MAX78000/MAX78002 hardware provides several activation functions.

#### None

There is always an implicit non-linearity when outputting 8-bit data since outputs are [clamped](#saturation-and-clipping) to $[–128, +127]$ (or $[–128/128, +127/128]$ during training). Due to the clamping, “no activation” behaves similar to PyTorch’s `nn.Hardtanh(min_value=-128[/128], max_value=127[/128])`.



#### ReLU

All output values are [clipped (saturated)](#saturation-and-clipping) to $[0, +127]$. Because of this, `ReLU` behaves more similar to PyTorch’s `nn.Hardtanh(min_value=0, max_value=127[/128])` than to PyTorch’s `nn.ReLU()`.



#### Abs

`Abs` returns the absolute value for all inputs, and then [clamps](#saturation-and-clipping) the outputs to $[0, +127]$, similar to PyTorch `abs()` followed by `nn.Hardtanh(min_value=0, max_value=127[/128])`.



### Limitations of MAX78000 Networks

The MAX78000 hardware does not support arbitrary network parameters. Specifically,

* `Conv2d`:

  

  * Kernel sizes must be 1×1 or 3×3.

    *Note: Stacked 3×3 kernels can achieve the effect of larger kernels. For example, two consecutive layers with 3×3 kernels have the same receptive field as a 5×5 kernel. To achieve the same activation as a 5×5 kernel, additional layers are necessary.*

    *Note: 2×2 kernels can be emulated by setting one row and one column of 3×3 kernels to zero.*

  * Padding can be 0, 1, or 2. Padding always uses zeros.

  * Stride is fixed to [1, 1].

  * Dilation is fixed to 1.

  * Groups must be 1.

  

* `Conv1d`:

  

  * Kernel lengths must be 1 through 9.

  * Padding can be 0, 1, or 2.

  * Stride is fixed to 1.

  * Dilation can be 1 to 1023 for kernel lengths 1, 2, or 3 and is fixed to 1 for kernels with length greater than 3.

  

* `ConvTranspose2d`:

  * Kernel sizes must be 3×3.

  * Padding can be 0, 1, or 2.

  * Stride is fixed to [2, 2]. Output padding is fixed to 1.

* A programmable layer-specific shift operator is available at the output of a convolution, see [`output_shift` (Optional)](#output_shift-optional).
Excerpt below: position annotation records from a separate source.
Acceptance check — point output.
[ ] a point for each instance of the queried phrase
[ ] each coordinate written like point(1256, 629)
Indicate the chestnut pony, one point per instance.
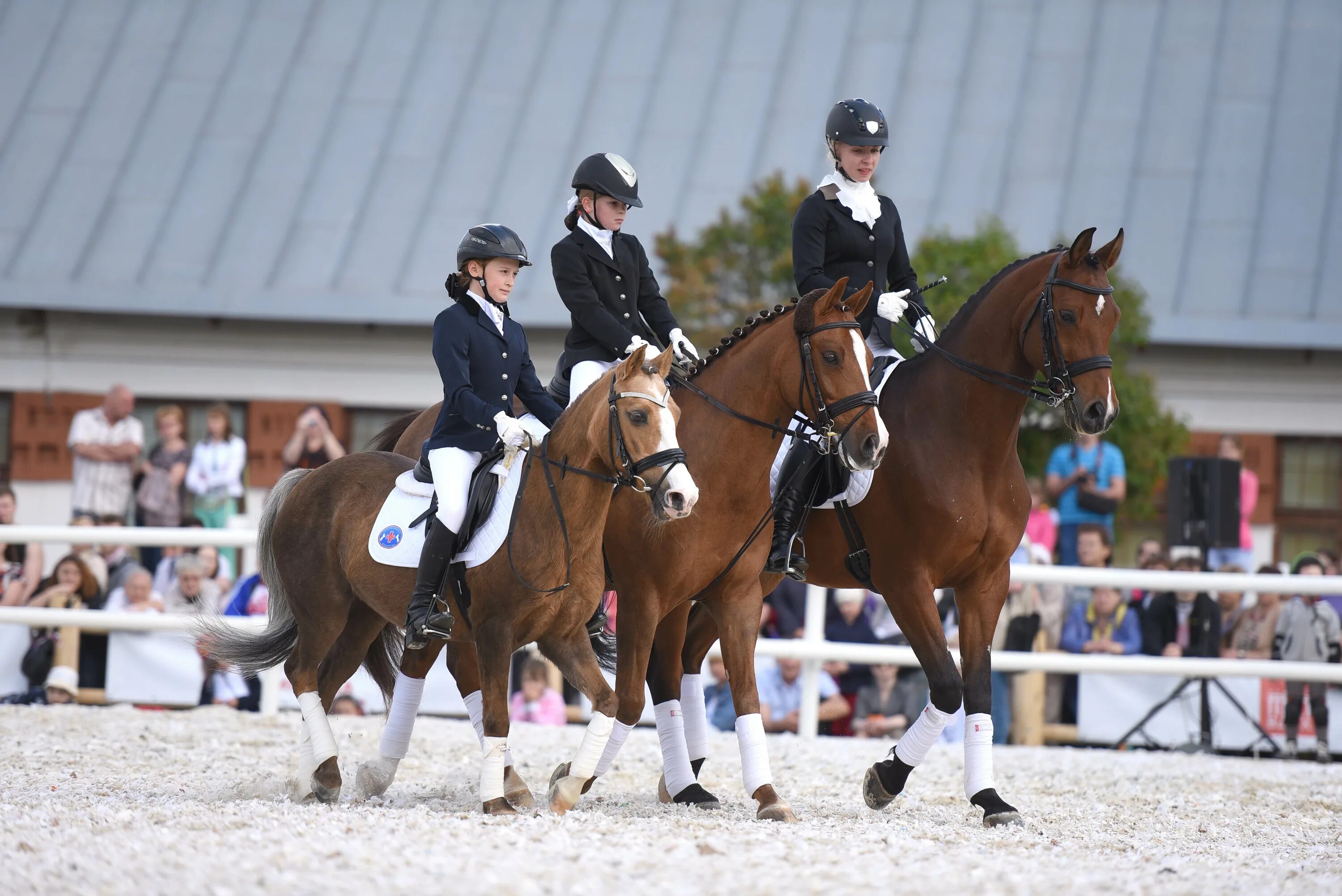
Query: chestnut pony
point(333, 607)
point(806, 359)
point(949, 505)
* The supported [activation functions](#activation-functions) are `ReLU` and `Abs`, and a limited subset of `Linear`. *Note that due to [clipping](#saturation-and-clipping), non-linearities are introduced even when not explicitly specifying an activation function.*

* Pooling:

  * Both max pooling and average pooling are available, with or without convolution.

  

  * Pooling does not support padding.

  

  * Pooling more than 64 channels requires the use of a “fused” convolution in the same layer, unless the pooled dimensions are 1×1.

  

  * Pooling strides can be 1 through 16. For 2D pooling, the stride is the same for both dimensions.

  

  * For 2D pooling, supported pooling kernel sizes are 1×1 through 16×16, including non-square kernels. 1D pooling supports kernel sizes from 1 through 16. *Note: Pooling kernel size values do not have to be the same as the pooling stride.*

  

  * Dilation must be 1.

  

  * Average pooling is implemented both using `floor()`and using rounding (half towards positive infinity). Use the `--avg-pool-rounding` switch to turn on rounding in the training software and the Network Generator.

  

    Example:

  

    * _floor:_ Since there is a quantization step at the output of the average pooling, a 2×2 `AvgPool2d` of `[[0, 0], [0, 3]]` will return $\lfloor \frac{3}{4} \rfloor = 0$.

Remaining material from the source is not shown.